Hatched bakes three primitives into every request so that a log line, an error returned to the client, and a metric emitted to Prometheus can always be correlated.
Request correlation
apps/api/src/common/interceptors/request-id.interceptor.tseither honors an incomingX-Request-Idheader or generates a UUID v4.- The id is:
- stored on
request.requestIdfor downstream handlers, - echoed back on the response as the
X-Request-Idheader, - included in every log line produced by
LoggingInterceptor, - surfaced to the client as
error.requestIdinside the canonical error envelope whenever an exception reachesGlobalExceptionFilter.
- stored on
- SDK clients (
@hatched/sdk-js) expose it asHatchedError.requestIdso downstream consumers can paste it directly into a support ticket or log search.
Error envelope
Every HTTP error — HatchedException, HttpException, or an unexpected
exception — is serialized by GlobalExceptionFilter into:
{
"error": {
"code": "stable_snake_case_code",
"message": "Human-readable message",
"details": { "_": "optional structured context" },
"requestId": "uuid-matching-X-Request-Id-header"
}
}See apps/api/src/common/exceptions/hatched.exception.ts for the typed
exception hierarchy.

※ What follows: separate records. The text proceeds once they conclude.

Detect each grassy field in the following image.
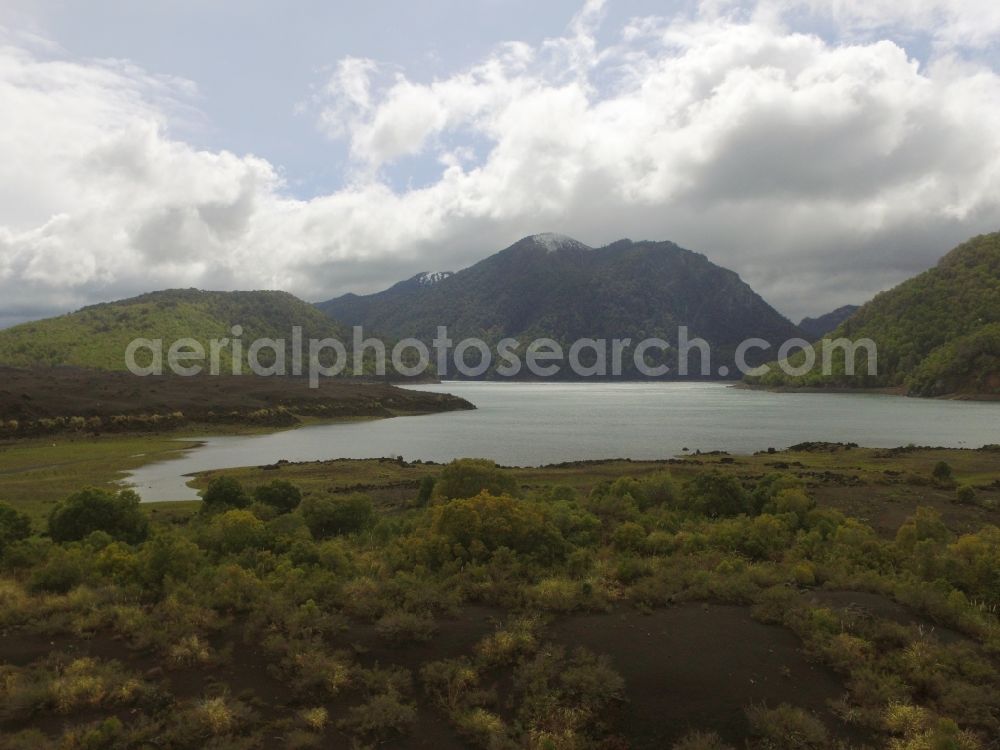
[0,436,1000,750]
[193,446,1000,535]
[0,435,197,522]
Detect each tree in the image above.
[684,471,749,518]
[201,477,250,513]
[299,493,375,539]
[254,479,302,513]
[434,458,521,500]
[956,484,976,505]
[49,487,149,544]
[0,503,31,555]
[932,461,952,482]
[417,476,436,508]
[204,510,266,554]
[432,492,566,561]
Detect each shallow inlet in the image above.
[127,381,1000,501]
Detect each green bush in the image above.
[434,458,521,500]
[253,479,302,513]
[955,484,976,505]
[432,492,566,561]
[338,690,417,740]
[931,461,955,486]
[201,477,250,513]
[684,471,750,518]
[0,503,31,555]
[747,703,828,750]
[375,610,437,646]
[299,493,375,539]
[203,510,265,554]
[49,487,149,544]
[417,476,437,508]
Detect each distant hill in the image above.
[318,234,801,374]
[799,305,860,341]
[747,233,1000,396]
[0,289,346,370]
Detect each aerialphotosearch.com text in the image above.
[125,325,877,388]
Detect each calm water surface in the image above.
[127,382,1000,501]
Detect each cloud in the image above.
[0,0,1000,328]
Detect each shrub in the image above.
[750,474,805,513]
[30,547,88,594]
[299,706,330,732]
[138,531,205,589]
[762,488,816,525]
[339,690,417,740]
[432,492,566,561]
[612,521,646,552]
[417,476,436,508]
[434,458,521,500]
[528,576,582,612]
[299,493,375,539]
[201,477,250,513]
[254,479,302,513]
[931,461,954,483]
[684,471,749,518]
[673,732,732,750]
[0,503,31,555]
[203,510,265,554]
[49,487,149,544]
[955,484,976,505]
[747,703,827,750]
[375,611,437,646]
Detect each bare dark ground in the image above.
[0,367,474,422]
[552,604,864,750]
[0,599,868,750]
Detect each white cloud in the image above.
[0,0,1000,328]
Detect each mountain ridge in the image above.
[746,232,1000,397]
[317,233,801,375]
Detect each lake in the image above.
[127,382,1000,501]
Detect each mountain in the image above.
[318,234,801,374]
[747,232,1000,396]
[0,289,346,370]
[799,305,860,341]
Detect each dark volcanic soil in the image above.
[552,604,859,750]
[0,367,474,429]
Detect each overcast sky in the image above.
[0,0,1000,325]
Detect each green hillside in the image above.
[747,233,1000,396]
[0,289,346,370]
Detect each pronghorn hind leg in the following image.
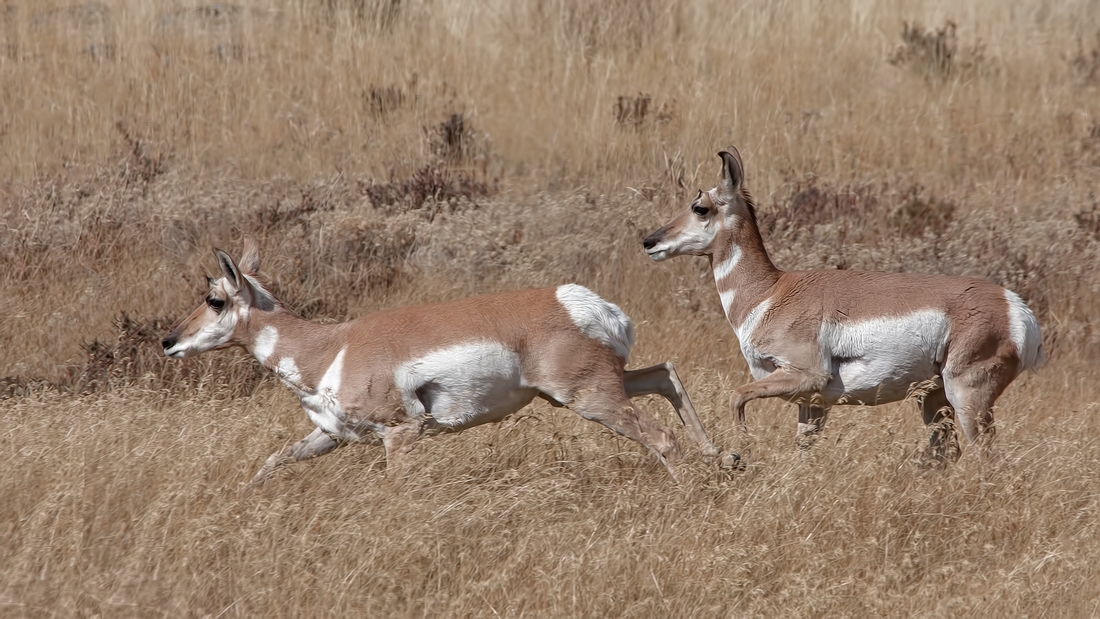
[623,362,722,457]
[568,388,680,482]
[794,404,828,450]
[729,367,827,432]
[252,428,342,486]
[916,380,959,461]
[944,369,1011,449]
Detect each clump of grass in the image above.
[361,165,491,221]
[615,92,675,131]
[1066,31,1100,85]
[887,20,989,81]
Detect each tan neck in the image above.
[241,308,343,369]
[711,219,783,328]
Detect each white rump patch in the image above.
[723,299,776,380]
[252,324,278,364]
[1004,290,1046,372]
[558,284,634,362]
[394,342,538,429]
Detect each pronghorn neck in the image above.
[241,308,343,390]
[711,215,782,329]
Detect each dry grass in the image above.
[0,0,1100,617]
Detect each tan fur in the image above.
[164,237,736,485]
[644,147,1045,459]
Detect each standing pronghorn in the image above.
[644,147,1046,454]
[162,236,735,485]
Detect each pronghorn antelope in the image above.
[642,147,1046,457]
[162,236,736,485]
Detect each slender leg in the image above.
[569,389,680,482]
[916,383,959,461]
[729,367,827,431]
[252,428,342,486]
[623,362,722,457]
[794,404,828,450]
[944,376,1003,447]
[382,419,424,484]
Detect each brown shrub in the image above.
[887,20,990,80]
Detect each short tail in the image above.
[1004,290,1046,373]
[558,284,634,362]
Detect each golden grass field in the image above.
[0,0,1100,618]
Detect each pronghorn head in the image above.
[642,146,756,262]
[161,236,275,358]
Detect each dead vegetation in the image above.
[888,20,992,80]
[0,0,1100,617]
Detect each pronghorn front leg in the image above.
[252,428,341,486]
[382,419,425,484]
[623,362,722,457]
[729,367,828,431]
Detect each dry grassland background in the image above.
[0,0,1100,617]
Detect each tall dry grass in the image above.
[0,0,1100,617]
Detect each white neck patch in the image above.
[557,284,634,361]
[252,324,278,364]
[714,245,741,284]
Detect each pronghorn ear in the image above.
[241,234,260,275]
[213,250,244,295]
[718,146,745,198]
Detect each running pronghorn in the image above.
[162,236,736,485]
[642,147,1046,455]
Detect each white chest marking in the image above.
[252,324,278,364]
[297,349,347,440]
[394,342,538,428]
[275,357,301,390]
[557,284,634,361]
[727,299,776,380]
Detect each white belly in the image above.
[394,342,538,430]
[818,310,950,405]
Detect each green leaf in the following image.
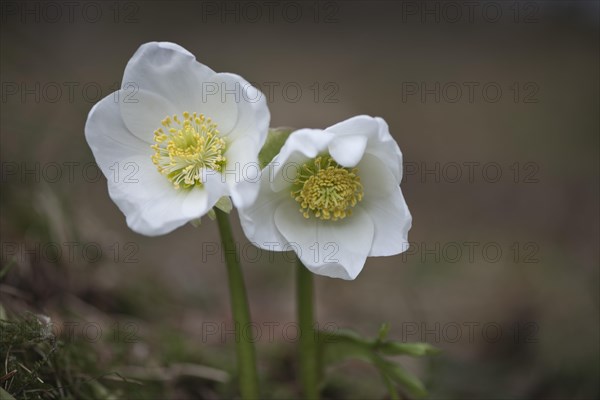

Prefer throwing a specific subclass
(ResourceNotFoundException, AuthException, RateLimitException,
ValidationException, UpstreamImageException,
ConfigVersionMismatchException) over HttpException so the envelope carries
a stable code.
Health endpoints
| Endpoint | Status codes | Consumer |
|---|---|---|
GET /health | 200 | Human-readable status dashboard |
GET /health/ready | 200 when all deps up, 503 otherwise | Load balancer / Fly.io readiness probe |
GET /health/live | 200 as long as the process is alive | Load balancer liveness probe |
/health/ready checks Postgres, Redis, BullMQ wait/active depths, and the
primary image provider. A 503 response removes the instance from rotation.
Metrics
GET /metrics emits Prometheus text-format counters/gauges. It is protected
by X-Internal-Service-Token matching the INTERNAL_SERVICE_TOKEN env var —
requests without the token receive 401 (or 403 when the token is not
configured). Never expose this endpoint publicly; scrape it from a trusted
network or a Prometheus instance that can attach the header.
Logs
All HTTP access logs are emitted as single-line JSON by LoggingInterceptor
with shape:
{
"requestId": "...",
"method": "POST",
"path": "/api/v1/events",
"statusCode": 200,
"duration": 42,
"ip": "...",
"userAgent": "..."
}Error logs additionally carry an error field with the exception message.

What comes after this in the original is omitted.